SimdHT-Bench paper got accepted in IISWC19 and nominated as a BP Candidate!
Posted by Xiaoyi Lu on August 10, 2019
A paper is accepted in IISWC 2019: SimdHT-Bench: Characterizing SIMD-Aware Hash Table Designs on Emerging CPU Architectures. This paper got nominated as a Best Paper Award Candidate.
Congratulations, Dr. Shankar!
Paper Info
[IISWC'19] SimdHT-Bench: Characterizing SIMD-Aware Hash Table Designs on Emerging CPU Architectures (Best Paper Award Nomination)
Dipti Shankar, Xiaoyi Lu, and Dhabaleswar K. Panda.

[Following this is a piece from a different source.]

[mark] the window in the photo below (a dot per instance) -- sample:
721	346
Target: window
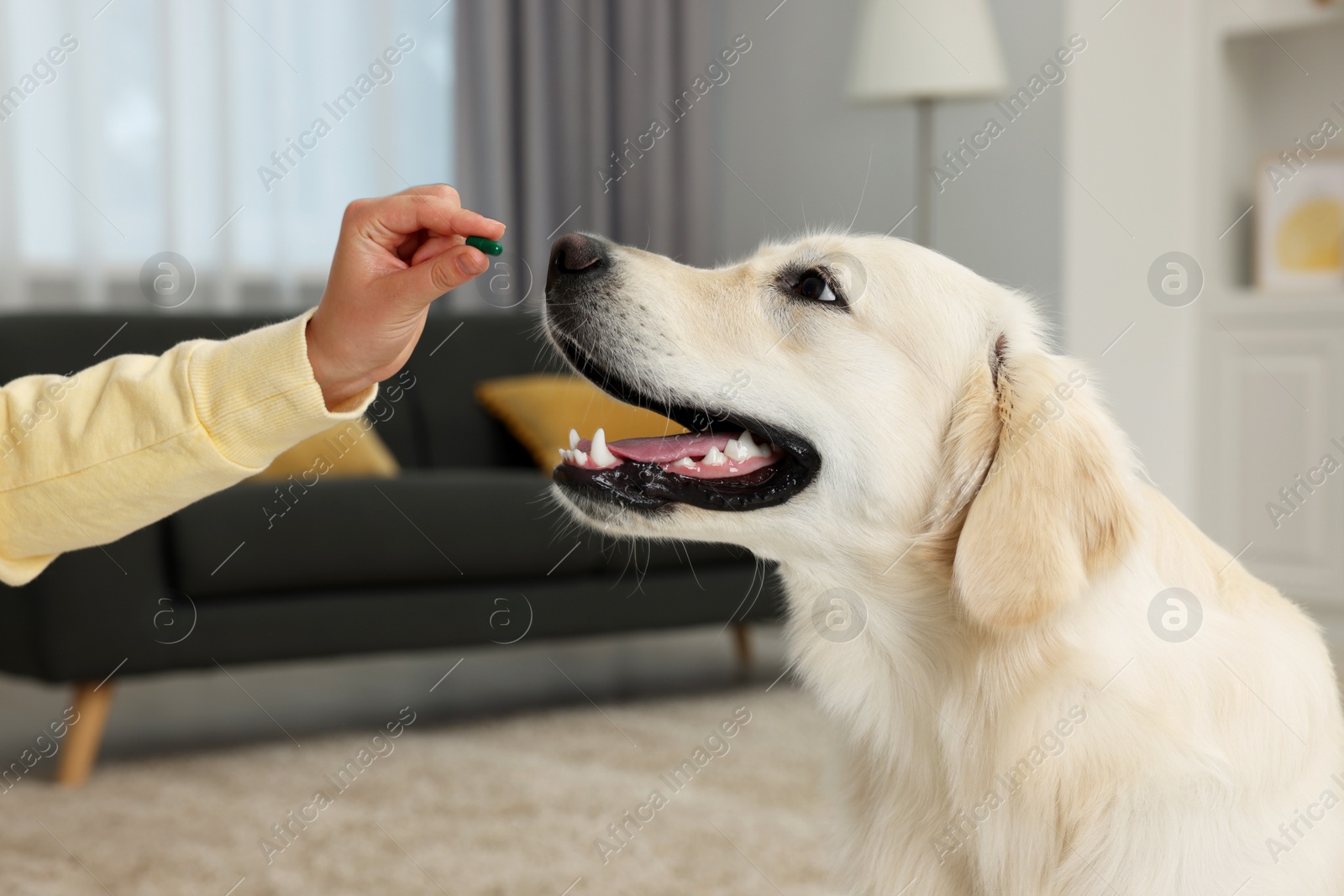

In Proceedings of 2019 IEEE International Symposium on Workload Characterization (IISWC), 2019.
Abstract
With the emergence of modern multi-core CPU architectures that support data parallelism via vectorization, several storage systems have been employing SIMD-based techniques to optimize data-parallel operations on in-memory structures like hash-tables. In this paper, we perform an in-depth characterization of the opportunities for incorporating AVX vectorization-based SIMD-aware designs for hash table lookups on emerging CPU architectures. We analyze the challenges and design dimensions involved in exploiting vectorization-based parallel key searching over cache-optimized non-SIMD hash tables. Based on this, we design a comprehensive micro-benchmark suite, SimdHT-Bench, that enables evaluating the performance and applicability of CPU SIMD-aware hash table designs for accelerating different read-intensive workloads. With SimdHT-Bench, we study five different use-case scenarios with varied workload patterns, on the latest Intel Skylake and Intel Cascade Lake multi-core CPU nodes. Further, to validate the applicability of SimdHT-Bench, we employ these performance studies to design a high-performance SIMD-aware RDMA-based in-memory key-value store to accelerate the Memcached ‘Multi-Get’ workload. We demonstrate that the SIMD-integrated designs can achieve up to 1.45x–2.04x improvement in server-side Get throughput and up to 34% improvement in end-to-end Multi-Get latencies over the state-of-the-art CPU-optimized non-SIMD MemC3 hash table design, on a high-performance compute cluster with Intel Skylake processors and InfiniBand EDR interconnects.